ABSTRACT

Introduction The collapse of CAPRE and the transfer of control over the informatics policy from the Secretariat of Planning to the National Security Council would seem to portend rather dramatic changes in the character of the policy itself. There was indeed some confusion and uncertainty over the direction of the policy during the first year or two of SEI’s existence as well as a certain shift of emphasis from economic autonomy to the strategic significance (in an almost military sense) of developing Brazil’s technological capacity in informatics. Overall, however, there was remarkable continuity of policy in the transition from CAPRE to SEI. The continued presence of important members of the CAPRE group inside SEI and the growing role of the CAPRE-created association of national producers, ABICOMP, produced a convergence of philosophy with the new SNI (military intelligence agency) group that was reflected in the deepening of the market reserve policy. The market reserve for minicomputers was continued and then extended downward even more aggressively to the emerging microcomputer sector. The market reserve was also extended upward to superminicomputers, although in a more cautious form than the CAPRE group probably would have pursued. Similarly cautious forms of market reserve extended the concept across a variety of informatics-related industries, including peripheral equipment, industrial automation, digital instrumentation, semiconductors, and software. This convergence of the old and the new policy groups would culminate in an institutionalization of the market reserve with the passage of the 1984 Informatics Law, engineered by a grand (and rather improbable) alliance of the military regime’s national security apparatus (mobilized by SEI) and the chief opponents of the military regime in the national Congress (mobilized by ABICOMP and its allies). This general continuity of policy, however, was generated by a substantially different policy process and a substantially different set of mechanisms for insulating the policy from its enemies than had prevailed during the CAPRE period. To use and extend Emanuel Adler’s metaphor, the CAPRE-SEI transition marked the end of the “guerrilla” phase of the informatics policy and the beginning of a new phase of set battles involving regular forces and conventional heavy artillery. CAPRE had assiduously cultivated a low profile and patiently

constructed almost invisible coalitions through the quiet persuasion of the representatives of strategic agencies on the CAPRE council. SEI, on the other hand, was aggressive about assuming command and using all of its national securitybased political resources to extend its authority to areas that other parts of the state apparatus considered their exclusive turf. Where CAPRE had seduced, SEI assaulted; where CAPRE had requested cooperation, SEI demanded compliance; and where CAPRE had insinuated initiatives, SEI promulgated decrees. This shift in political style ran directly counter to the general political liberalization that was underway at the level of the regime as a whole and would eventually have to give way to new tactics. From its apparently secure position inside the national security apparatus in 1979, SEI was disinclined to listen to dissenting voices even from within the military government, let alone from civil society. By 1984, however, political liberalization had changed the landscape so fundamentally that SEI found it necessary to seek ratification of its policy and authority from the Congress and, in the process, felt compelled to look for allies within the opposition parties. Sources of political support that seemed irrelevant in 1979 had by 1984 become indispensable.
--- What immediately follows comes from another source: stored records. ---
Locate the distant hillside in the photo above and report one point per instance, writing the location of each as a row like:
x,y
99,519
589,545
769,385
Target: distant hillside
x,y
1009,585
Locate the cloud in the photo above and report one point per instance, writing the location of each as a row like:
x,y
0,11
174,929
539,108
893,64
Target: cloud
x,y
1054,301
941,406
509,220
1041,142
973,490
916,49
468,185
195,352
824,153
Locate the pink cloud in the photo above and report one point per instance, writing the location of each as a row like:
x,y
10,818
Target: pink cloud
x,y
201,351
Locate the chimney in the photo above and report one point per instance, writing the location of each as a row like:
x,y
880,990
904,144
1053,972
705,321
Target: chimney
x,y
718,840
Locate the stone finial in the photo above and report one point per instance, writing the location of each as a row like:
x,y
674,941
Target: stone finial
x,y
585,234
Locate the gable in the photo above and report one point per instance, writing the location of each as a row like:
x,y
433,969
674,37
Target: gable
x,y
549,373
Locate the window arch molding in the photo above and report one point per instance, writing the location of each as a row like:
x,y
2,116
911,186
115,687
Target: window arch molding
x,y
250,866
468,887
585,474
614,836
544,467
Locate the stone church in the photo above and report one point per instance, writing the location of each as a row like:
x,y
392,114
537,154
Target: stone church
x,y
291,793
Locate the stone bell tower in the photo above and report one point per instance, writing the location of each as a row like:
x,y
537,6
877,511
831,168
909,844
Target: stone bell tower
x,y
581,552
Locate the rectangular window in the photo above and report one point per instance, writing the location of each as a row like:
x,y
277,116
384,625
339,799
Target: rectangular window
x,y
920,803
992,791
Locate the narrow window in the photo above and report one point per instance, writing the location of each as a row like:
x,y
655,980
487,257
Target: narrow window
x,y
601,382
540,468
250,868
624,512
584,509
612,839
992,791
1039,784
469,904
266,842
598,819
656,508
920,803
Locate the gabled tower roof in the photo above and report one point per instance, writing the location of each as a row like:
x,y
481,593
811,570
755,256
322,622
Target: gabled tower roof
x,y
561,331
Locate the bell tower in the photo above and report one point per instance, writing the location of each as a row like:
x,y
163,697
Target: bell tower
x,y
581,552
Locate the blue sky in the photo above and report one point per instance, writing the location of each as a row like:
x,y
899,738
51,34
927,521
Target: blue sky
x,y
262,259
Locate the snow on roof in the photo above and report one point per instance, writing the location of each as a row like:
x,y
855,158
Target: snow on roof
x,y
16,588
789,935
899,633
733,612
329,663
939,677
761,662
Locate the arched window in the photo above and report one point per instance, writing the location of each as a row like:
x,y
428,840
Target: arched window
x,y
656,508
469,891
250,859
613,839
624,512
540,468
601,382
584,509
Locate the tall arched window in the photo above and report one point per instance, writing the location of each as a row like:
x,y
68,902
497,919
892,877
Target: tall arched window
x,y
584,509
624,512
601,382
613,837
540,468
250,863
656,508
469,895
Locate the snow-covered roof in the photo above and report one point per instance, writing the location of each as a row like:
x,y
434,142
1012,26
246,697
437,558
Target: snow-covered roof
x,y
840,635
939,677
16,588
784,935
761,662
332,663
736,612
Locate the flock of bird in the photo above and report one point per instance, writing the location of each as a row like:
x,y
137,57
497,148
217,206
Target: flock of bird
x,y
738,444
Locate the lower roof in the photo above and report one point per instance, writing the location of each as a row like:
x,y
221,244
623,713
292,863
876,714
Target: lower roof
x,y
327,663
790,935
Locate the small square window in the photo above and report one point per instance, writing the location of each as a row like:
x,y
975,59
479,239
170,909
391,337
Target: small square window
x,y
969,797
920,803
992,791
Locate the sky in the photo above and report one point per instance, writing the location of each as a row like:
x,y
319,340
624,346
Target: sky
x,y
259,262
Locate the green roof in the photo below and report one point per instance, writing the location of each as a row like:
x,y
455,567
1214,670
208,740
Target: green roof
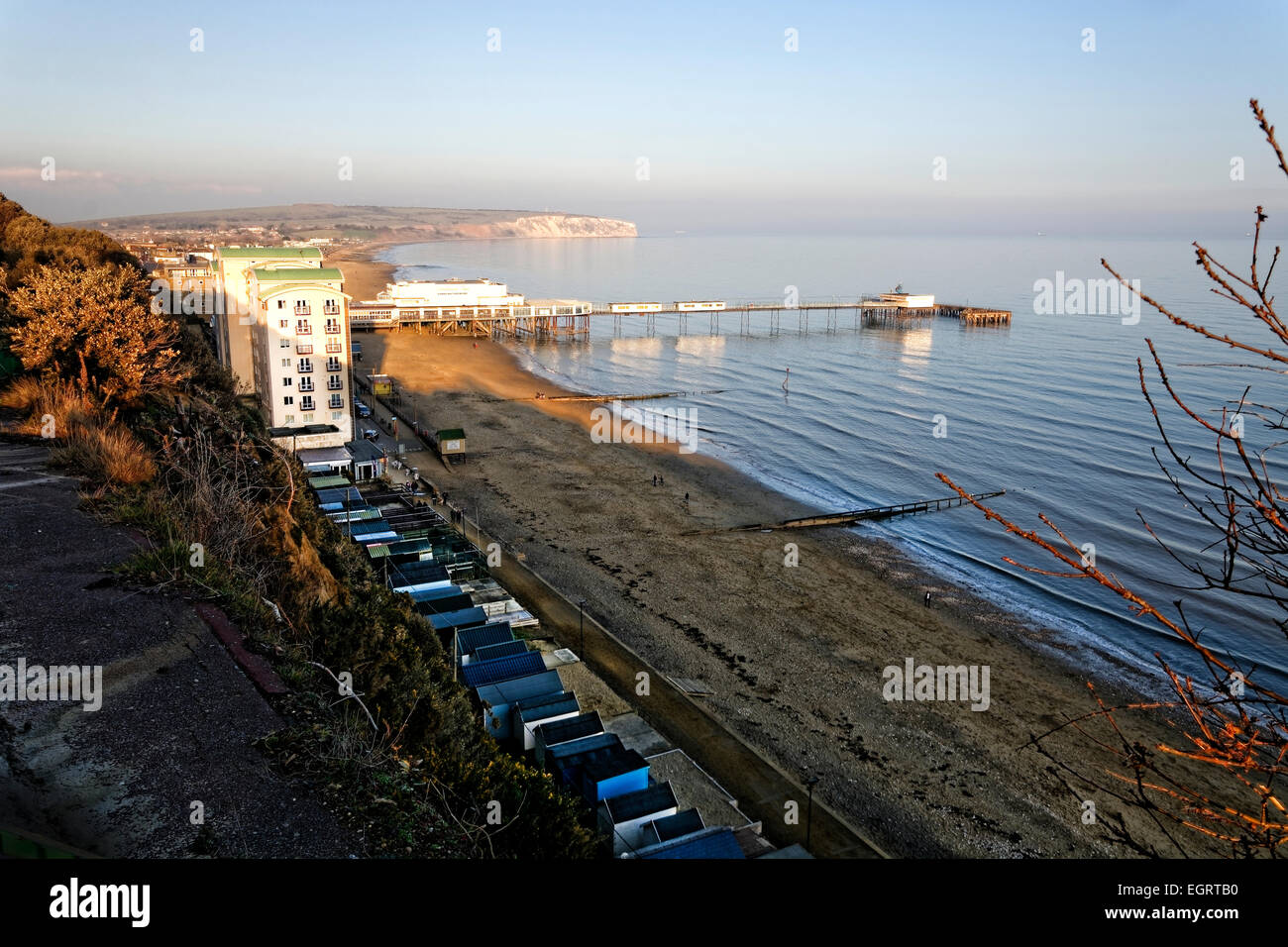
x,y
279,253
296,273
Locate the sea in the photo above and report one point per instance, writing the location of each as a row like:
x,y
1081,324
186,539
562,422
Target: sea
x,y
1048,408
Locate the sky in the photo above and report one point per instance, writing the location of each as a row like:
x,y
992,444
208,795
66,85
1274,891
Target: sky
x,y
742,118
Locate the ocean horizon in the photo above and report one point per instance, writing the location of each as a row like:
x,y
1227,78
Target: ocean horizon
x,y
1048,408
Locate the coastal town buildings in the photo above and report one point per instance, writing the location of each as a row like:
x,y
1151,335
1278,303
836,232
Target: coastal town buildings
x,y
232,320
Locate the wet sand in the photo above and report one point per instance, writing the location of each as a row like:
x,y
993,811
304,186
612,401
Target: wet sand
x,y
794,655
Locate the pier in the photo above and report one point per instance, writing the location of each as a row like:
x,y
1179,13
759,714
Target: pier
x,y
567,318
849,517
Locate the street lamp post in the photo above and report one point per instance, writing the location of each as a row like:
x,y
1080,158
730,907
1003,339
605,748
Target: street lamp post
x,y
581,624
809,810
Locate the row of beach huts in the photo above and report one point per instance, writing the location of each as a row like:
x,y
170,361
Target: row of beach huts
x,y
520,694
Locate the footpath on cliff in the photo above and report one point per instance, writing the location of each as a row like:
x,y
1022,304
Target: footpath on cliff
x,y
165,767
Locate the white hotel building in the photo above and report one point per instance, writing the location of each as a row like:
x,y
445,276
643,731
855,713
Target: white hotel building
x,y
300,352
232,321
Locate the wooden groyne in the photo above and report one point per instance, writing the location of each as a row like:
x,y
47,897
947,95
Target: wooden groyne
x,y
900,509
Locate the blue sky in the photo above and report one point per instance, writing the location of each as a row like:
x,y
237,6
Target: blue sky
x,y
739,134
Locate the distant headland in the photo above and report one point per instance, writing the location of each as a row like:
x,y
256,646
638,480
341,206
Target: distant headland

SEI’s agility in adapting its bases of political support to the changing political context meant that the 1984 Informatics Law was a high-water mark of sorts for the policy. However, the institutionalization of the market reserve tended to obscure the fact that, from an economic and technological point of view, the policy was increasingly problematic. As SEI’s political capacity led to the expansion of the market reserve in a way that affected more and more segments of Brazilian industry, opposition to the consequences of the policy was also expanding. For its successors in the civilian government that followed from 1985 on, SEI had left a growing list of powerful enemies. To a considerable extent, its very successes set the stage for its own eventual disintegration.